B. Describing Biblical dx;y" and contrasting it to popular shallow ideas, re: unity/harmony/togetherness. Real togetherness, lasting harmony, true unity are exemplified in Jesus' closeness to God and that same closeness is ours for the asking. Old Testament People of God valued living together, see Deuteronomy 25:5. "Living together" is by its nature, "a pleasant act", according to Brown, Driver and Briggs.

II. God's Choosing, like Aaron, for Example = People
A. God ordains Aaron a priest, the primary priest of ancient Israel, with a ritual of olive oil poured on the head, etc. God chooses such unlikely examples as Aaron, Saul of Tarsus, you and me, the Egyptian slaves, the nomads, the kidnapped and returning Exiles. God sets us apart to be the church, calls us apart from the world (ekklhsia) for a season of preparation. We are in this process corporately, each one helping others. The movie, "Places in the Heart" shows how different people help one in need to get a job done and the closing church worship service screens communion's victorious glories.

B. Declaring God's generosity in sustaining the elect for exemplary service to the divine will. Jesus is a good example. He associated with the less fortunate of His day. God included the northerners and the southerners in Mount Hermon and on the mountains of Zion. Yankees as well as Confederates? Traditionalists as well as innovators? Liberals as well as Conservatives? Just how inclusive can God get? A spring rain brings new life to heretofore drought-burdened terrain. The many victims suffer from dysentery in Iraq where impure water has made sickness so rampant. God has ways of purifying water and the Synod of Living Waters, for one example, has portable units for use the world over, as we speak.

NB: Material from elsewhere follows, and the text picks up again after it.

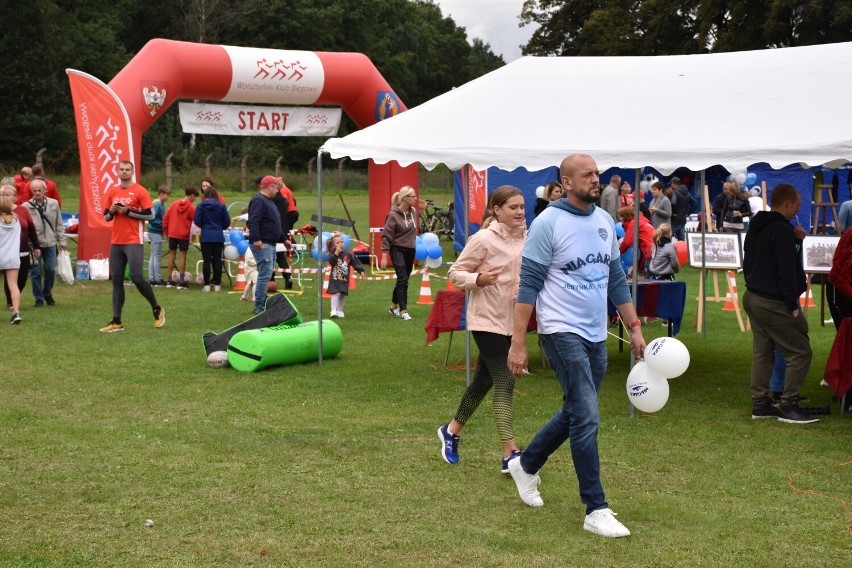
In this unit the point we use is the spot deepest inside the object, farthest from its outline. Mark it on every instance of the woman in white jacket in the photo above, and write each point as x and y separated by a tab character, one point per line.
489	267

III. God's Providing = Providence
A. God supplies the necessary resources to sustain life, e.g., mist, water, food, air, etc. Story - During his many appearances in summer stock in the role of Tevye in "Fiddler on the Roof," Robert Merrill learned to expect the unexpected. "One night on stage," he says, "as I implored God to give me a replacement for my horse which had lost its shoe, suddenly, a small, spotted dog walked onto the stage." "I looked up again and added fervently: 'Oh God, please try again.'" Submitted by Dicky Love, Christ Community Church, Ruston, Louisiana

B. God's greatest gift is life forevermore. This gift is the climax of Psalm 133, perhaps the catharsis toward which it has been aiming. Eternal life is the ultimate gift from God. That 19th century English poet, Percy Bysshe Shelley had an interesting take on death. He poeticized it as, "He has outsoared the shadow of our night; Envy and calumny and hate and pain, and that unrest which men miscall delight, Can touch him and torture him not again; From the contagion of the world's slow stain, He is secure." And so we are - secure - in Christ.

Conclusion
God's blessings, not unlike those Jesus preaches about in the Sermon on the Mount, surprise and sustain us. They extend into and avail themselves to us here and now and forever after, as well. Thanks be to God.